This fully revised second edition of Basic A Grammar and Workbook comprises an accessible reference grammar and related exercises in a single volume. This book presents twenty grammar units, covering the core material which students would expect to encounter in their first year of learning Persian. Grammar points are followed by multiple examples and exercises which allow students to reinforce and consolidate their learning. Key features • a clear, accessible format • many useful language examples • jargon-free explanations of grammar • abundant exercises with full answer key • a glossary of Persian-English terms • a subject index Rigorous yet engaging, Basic Persian is suitable for both class use and independent study, making it an ideal grammar reference and practice resource for both beginners and students with some knowledge of the language.
There's this thought that's been coming back to me more and more recently: honestly, why do drugs when you can learn new languages? If you want a cheap and legal way to alter your mental state, it's pretty much unbeatable. Basic Persian was a fine example. When I started, I knew about five words of Persian and had a very shaky grasp of Arabic script, which still looked like squiggles if I wasn't really concentrating. I opened the book and began to read. And wow, after a while the squiggles turned into letters which I could see even when I wasn't concentrating, and then lines of letters turned into words, and then lines of words turned into sentences. As drug trips go, it was pretty damn amazing. To the best of my knowledge, there aren't even any counterindicated side-effects.
Don't get me wrong, I am still total crap at Persian, but definitely crap at a different level. The grammar is very nice. It's amazingly simple and logical, far easier than English, French, German, Italian, Swedish or Russian; it's maybe even more minimal than Japanese. The verbs in particular are incredibly straightforward. For French, I don't know how many different forms you have to learn for each verb - several dozen at least. Even for English, which is generally acknowledged to be one of the least challenging languages in this respect, you have to learn three forms ("go", "went", "gone"). For Persian, you have to learn only two. Everything else is done by sticking on regular prefixes and suffixes, the way we stick on an 's' to turn "go" into "goes", or an 'ing' to turn it into "going". The syntax is also very simple. There is no gender. They don't even distinguish "he" from "she". There is no case. ("He" and "him" are also the same). There are none of those odd rules for creating questions that clutter up most European languages - foreigners hate English "do" and French "est-ce que". You don't do weird things like German does, sometimes putting the verb after the subject, sometimes putting it before, and sometimes moving it to the end. In Persian, the verb is at the end, and that's where it stays.

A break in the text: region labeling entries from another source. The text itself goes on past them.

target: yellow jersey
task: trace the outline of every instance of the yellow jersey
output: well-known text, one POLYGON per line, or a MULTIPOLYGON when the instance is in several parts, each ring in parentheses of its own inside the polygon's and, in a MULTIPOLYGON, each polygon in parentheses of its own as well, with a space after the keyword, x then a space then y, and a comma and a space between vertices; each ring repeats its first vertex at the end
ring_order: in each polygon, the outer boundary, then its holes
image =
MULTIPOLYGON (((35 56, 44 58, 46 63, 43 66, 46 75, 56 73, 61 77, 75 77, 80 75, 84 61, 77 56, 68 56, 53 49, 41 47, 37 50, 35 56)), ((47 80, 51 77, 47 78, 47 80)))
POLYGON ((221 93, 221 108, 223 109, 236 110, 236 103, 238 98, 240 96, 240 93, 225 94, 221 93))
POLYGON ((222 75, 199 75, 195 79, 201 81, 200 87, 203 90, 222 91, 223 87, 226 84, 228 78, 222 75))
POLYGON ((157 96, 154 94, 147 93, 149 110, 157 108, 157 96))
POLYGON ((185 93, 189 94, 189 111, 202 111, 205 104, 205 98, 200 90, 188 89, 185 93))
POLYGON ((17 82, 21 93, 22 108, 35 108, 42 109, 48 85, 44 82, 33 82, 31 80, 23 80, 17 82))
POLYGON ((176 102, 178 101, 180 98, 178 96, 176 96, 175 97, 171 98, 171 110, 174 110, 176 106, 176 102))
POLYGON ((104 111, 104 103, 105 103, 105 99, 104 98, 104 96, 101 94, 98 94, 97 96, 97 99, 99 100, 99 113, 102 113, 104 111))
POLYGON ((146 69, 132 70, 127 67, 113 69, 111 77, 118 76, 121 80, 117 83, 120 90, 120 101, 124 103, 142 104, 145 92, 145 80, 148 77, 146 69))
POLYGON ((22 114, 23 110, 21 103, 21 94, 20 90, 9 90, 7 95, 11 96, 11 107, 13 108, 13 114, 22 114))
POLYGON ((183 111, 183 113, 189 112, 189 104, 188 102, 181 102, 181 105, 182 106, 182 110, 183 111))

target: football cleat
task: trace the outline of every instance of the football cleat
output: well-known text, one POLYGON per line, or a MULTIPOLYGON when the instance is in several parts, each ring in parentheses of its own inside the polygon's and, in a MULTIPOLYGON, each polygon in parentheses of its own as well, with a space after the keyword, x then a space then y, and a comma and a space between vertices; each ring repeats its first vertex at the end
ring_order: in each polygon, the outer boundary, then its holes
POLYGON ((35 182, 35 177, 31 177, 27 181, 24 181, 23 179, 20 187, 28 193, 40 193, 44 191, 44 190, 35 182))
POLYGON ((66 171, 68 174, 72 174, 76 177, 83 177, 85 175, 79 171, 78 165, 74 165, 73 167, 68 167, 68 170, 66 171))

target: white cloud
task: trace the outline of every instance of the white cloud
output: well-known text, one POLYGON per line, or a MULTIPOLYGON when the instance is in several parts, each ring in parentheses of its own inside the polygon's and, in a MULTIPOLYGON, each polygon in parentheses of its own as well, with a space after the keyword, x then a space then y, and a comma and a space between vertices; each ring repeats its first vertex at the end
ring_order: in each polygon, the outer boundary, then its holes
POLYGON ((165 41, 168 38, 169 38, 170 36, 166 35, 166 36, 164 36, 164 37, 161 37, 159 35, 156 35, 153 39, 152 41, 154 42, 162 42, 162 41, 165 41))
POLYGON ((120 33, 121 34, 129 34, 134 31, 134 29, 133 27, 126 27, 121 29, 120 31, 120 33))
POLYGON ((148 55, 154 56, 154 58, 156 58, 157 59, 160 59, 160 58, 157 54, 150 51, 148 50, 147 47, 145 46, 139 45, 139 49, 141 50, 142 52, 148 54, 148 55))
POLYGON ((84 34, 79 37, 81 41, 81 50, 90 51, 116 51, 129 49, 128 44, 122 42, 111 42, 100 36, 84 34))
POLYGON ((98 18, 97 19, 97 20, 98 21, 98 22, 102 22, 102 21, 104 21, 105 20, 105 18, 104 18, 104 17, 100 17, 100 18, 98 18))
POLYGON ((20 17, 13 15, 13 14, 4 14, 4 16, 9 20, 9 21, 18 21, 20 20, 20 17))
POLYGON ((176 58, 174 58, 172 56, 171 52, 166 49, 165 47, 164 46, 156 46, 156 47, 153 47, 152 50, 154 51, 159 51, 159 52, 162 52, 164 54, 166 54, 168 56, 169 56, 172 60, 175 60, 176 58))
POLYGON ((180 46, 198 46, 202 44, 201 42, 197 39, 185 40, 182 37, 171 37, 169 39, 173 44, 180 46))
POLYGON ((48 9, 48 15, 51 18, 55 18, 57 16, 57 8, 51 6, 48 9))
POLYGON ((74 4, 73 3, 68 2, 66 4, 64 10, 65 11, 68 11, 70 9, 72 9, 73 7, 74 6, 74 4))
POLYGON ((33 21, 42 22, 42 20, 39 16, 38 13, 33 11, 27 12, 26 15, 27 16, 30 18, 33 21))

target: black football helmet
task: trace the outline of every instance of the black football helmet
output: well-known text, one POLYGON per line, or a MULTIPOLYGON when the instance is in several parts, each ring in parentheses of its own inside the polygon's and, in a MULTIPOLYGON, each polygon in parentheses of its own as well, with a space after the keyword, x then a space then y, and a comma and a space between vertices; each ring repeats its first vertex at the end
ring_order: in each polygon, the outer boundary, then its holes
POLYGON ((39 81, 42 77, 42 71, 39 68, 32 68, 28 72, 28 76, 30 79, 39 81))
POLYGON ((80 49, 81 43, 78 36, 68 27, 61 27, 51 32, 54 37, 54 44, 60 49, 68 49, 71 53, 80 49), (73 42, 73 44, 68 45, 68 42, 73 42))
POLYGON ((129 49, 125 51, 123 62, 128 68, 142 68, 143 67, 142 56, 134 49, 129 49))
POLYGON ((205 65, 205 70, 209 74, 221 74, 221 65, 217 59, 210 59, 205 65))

The real challenge is still the script. The fact that they miss out the short vowels, like Arabic and Hebrew, means that the language does kind of resemble txtspk at times; if you don't know a word, you can't in general figure out how it's pronounced just by looking at it. That's annoying. But every language I know has at least one annoying feature, and this is definitely less than usual.
Yay Persian! I am going to go back to my dealer to get some more of this.
Routledge’s “Basic X” and “Intermediate X” workbooks add up to about a B1 level of the language concerned. Generally they are not textbooks, rather they assume that one has learned the language from another textbook that has dialogues, common conversational vocabulary, etc. Nevertheless, since Persian is often learned by historians, linguists, etc. who are focused first and foremost on reading, a motivated student could gain a good initial knowledge of Persian from this book alone. The focus is on Standard Persian of Iran; no reference whatsoever is made to the colloquial language (often called “Tehrani dialect”) that Iranians now speak on an everyday basis or use for informal written contexts. At this very basic level, however, all the material introduced is also relevant for the Tajik and Dari forms of Persian.
Each of the twenty chapters here introduces some aspect of grammar in detail and then drills on it. I give this only an average rating because sometimes the exercises are a bit unimaginative and repetitive. Moreover, although each chapter contains an ample list of new vocabulary used in that lesson, those words may be used only a single time in an example sentence or one of the exercises, and little attempt is made to repeatedly use those words so that the student is more likely to memorize them.
The list of new vocabulary, as well as the complete glossary at the back of the book, has Latin transliteration of words so that one can see the vowels. However, in both the description of grammar matters and in the exercise, the Arabic script alone is used.